SATA drives do not have master/slave or cable select jumper settings. If the SATA controller in the external case supports recognizing SATA-II drives, it will recognize a SATA (150mb/sec max data burst speed - e.g. most if not all 80gb or smaller drives are SATA) or a SATA-II drive (300mb/sec) no problem. If the SATA controller in the external case supports recognizing only SATA-drives (150mb/sec max data burst speed), depending on the controller, it may recognize a SATA-II drive as a SATA drive (limiting it to 150 mb/sec), or not recognize the SATA-II drive at all. If it doesn't recognize the SATA-II drive, some SATA-II drives have pins you can install a jumper on to get the SATA controller to recognize it as a SATA drive, some do not. If the controller does not detect a SATA-II drive and the drive has no pins to limit it to SATA (150mb/sec) you have to use another SATA-II drive that does have the pins, or connect the drive to a controller thatdoes recognize SATA-II (300mb/sec) drives.
"Does the USB driver need to be changed so it reads USB to SATA?"

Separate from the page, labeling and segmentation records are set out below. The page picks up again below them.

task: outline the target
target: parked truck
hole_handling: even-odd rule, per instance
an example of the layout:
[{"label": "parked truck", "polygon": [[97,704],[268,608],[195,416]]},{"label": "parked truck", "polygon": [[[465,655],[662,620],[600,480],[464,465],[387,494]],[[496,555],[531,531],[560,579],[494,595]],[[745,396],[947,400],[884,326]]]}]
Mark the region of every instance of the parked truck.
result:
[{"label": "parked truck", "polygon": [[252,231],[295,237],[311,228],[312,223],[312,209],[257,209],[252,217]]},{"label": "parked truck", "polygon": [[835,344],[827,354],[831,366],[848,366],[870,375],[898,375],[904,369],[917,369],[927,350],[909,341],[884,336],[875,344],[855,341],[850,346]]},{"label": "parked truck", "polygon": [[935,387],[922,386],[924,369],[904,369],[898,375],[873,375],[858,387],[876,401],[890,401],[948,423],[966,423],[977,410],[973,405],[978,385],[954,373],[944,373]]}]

No. It only matters that the external enclosure's circuits be recognized as a mass storage device by Windows.
The USB drivers are built into Windows - it supports USB 1.x controllers in any case. If your mboard has USB 2.0 controllers, they are backward compatible with USB 1.1, and each USB 2.0 controller has (a) USB 1.1 component(s) that is(are) detected by XP. If the mboard main chipset drivers have been loaded, and if XP has at least SP1 updates installed, Windows will recognize the USB 2.0 component of the USB 2.0 controllers.
......It can make a difference which USB port you connect the external hard drive enclosure, or any USB connected device, to.
See response 3 in this:
http://www.computing.net/answers/wi...External hard drives cannot get enough power (current; amperage; milliamps) from one USB port alone.
3 1/2" drives in an external enclosure require an external power adapter be connected to the external case.
2 1/2" hard drives in an external enclosure require TWO cables with TWO USB connections on the computer end, one cable only needs two wires for 5v power, or the cable that needs only two wires can be connected to a an external power adapter meant for supplying up to 500ma at 5v, such as one with a USB port for powering an MP3 player.